Immediate le proteste di Mosca, secondo cui “i raid americani contro le postazioni dell’ISIS in Libia sono illegali, ci voleva una risoluzione del Consiglio di sicurezza dell’ONU”, e del parlamento di Tobruk, che si aggiunge al coro: “l’intervento straniero richiesto pubblicamente in Libia non lo accettiamo. Le decisioni prese dal governo di unità nazionale libico, che ancora non ha ottenuto la nostra fiducia, sono una violazione della Costituzione e dell’accordo politico”.

Ora, della strategia americana in terra libica si può speculare quanto si vuole, sia in ragione dell’insolita politica del “leading from behind” voluta dal presidente Obama sia in forza dell’approccio ondivago e indeciso del Pentagono di fronte all’interventismo a corrente alternata in Medio Oriente.
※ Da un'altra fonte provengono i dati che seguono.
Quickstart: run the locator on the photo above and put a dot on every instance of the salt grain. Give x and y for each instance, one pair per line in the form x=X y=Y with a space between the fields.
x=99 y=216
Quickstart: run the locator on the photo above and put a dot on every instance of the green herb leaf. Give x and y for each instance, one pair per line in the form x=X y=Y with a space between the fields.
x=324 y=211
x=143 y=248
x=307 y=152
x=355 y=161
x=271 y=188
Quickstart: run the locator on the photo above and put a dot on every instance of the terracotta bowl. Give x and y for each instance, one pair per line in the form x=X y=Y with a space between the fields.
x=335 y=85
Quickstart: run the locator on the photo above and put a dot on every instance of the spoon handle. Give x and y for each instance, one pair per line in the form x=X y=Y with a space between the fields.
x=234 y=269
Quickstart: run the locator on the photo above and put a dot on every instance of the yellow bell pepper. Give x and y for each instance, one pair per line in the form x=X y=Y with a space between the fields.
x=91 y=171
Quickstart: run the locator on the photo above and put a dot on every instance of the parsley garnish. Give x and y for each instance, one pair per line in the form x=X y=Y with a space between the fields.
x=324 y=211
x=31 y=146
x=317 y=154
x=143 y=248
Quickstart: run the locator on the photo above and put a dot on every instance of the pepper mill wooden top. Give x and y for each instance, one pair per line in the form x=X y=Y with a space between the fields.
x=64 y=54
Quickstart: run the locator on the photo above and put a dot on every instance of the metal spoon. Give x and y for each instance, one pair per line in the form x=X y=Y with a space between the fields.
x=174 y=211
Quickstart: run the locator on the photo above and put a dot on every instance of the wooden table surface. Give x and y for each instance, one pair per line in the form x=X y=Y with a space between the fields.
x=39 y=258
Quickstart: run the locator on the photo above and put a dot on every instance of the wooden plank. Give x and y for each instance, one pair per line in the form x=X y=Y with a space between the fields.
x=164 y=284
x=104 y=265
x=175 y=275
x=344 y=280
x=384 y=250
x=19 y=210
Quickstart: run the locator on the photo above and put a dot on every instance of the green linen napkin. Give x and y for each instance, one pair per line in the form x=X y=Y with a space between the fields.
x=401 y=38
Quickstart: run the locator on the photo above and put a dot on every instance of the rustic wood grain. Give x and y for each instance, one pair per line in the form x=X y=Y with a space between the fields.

Quel che però è certo è che l’Italia non è in prima fila nella ricerca di una risoluzione che non sia solo politica nella crisi libica.

Perché l’Italia ha scelto di sostenere Serraj?
Inutile tornare sui motivi per cui la Libia è un paese per noi strategico. Dato per assodato che lo sia, apprendiamo dal ministro Pinotti che per l’Italia quello di Fayez Al Serraj è il “governo legittimo”. Questo nonostante sia palese che un governo vero e proprio non esista e, soprattutto, nonostante che Serraj non controlli pienamente né Tripoli confinato com’è nel porto dell’ex capitale (figuriamoci il resto della Libia), né le milizie di Misurata, che se oggi costituiscono i suoi pretoriani domani potrebbero rivoltarglisi contro e persino muovergli guerra, né tantomeno le potenti milizie agli ordini del generale Khalifa Haftar che invece rispondono al parlamento di Tobruk.

Giusto questa mattina, giovedì 4 agosto, si ha notizia di scontri tra milizie a Tripoli dopo che le BDB, le Brigate di Difesa di Bengasi che in parte si sono spostate anche nella capitale, hanno issato le bandiere dello Stato Islamico nel quartiere di Abu Sleem. Alla provocazione hanno risposto con le armi le milizie di Ghneiwa, guidate dal signore della guerra Abdul Ghani Kikli, che controlla quella parte di città e che è fortemente ostile anche alle milizie di Misurata (nei giorni scorsi sono stati segnalati scontri a fuoco con i misuratini).

Se dunque l’Italia ha scelto Fayez Al Serraj come interlocutore unico - ben sapendo che il Governo di Unità Nazionale non ha ancora ottenuto la fiducia del parlamento di Tobruk - allora è di per sé evidente che noi siamo parte in causa delle decisioni di quel governo, compresi gli appelli in sua difesa e compreso il suo destino.

Il ministro Pinotti si è spinta a dichiarare “coerente” l’operato americano sulla base della Risoluzione 2249 del Consiglio di Sicurezza ONU sulla lotta all’ISIS varata nel 2015. Ma come mai allora la Russia, che a differenza dell’Italia è membro permanente del Consiglio di Sicurezza ONU, afferma per bocca del suo ambasciatore in Libia, Ivan Molotkov, che i raid americani “non presentano elementi di legalità dal punto di vista del diritto”?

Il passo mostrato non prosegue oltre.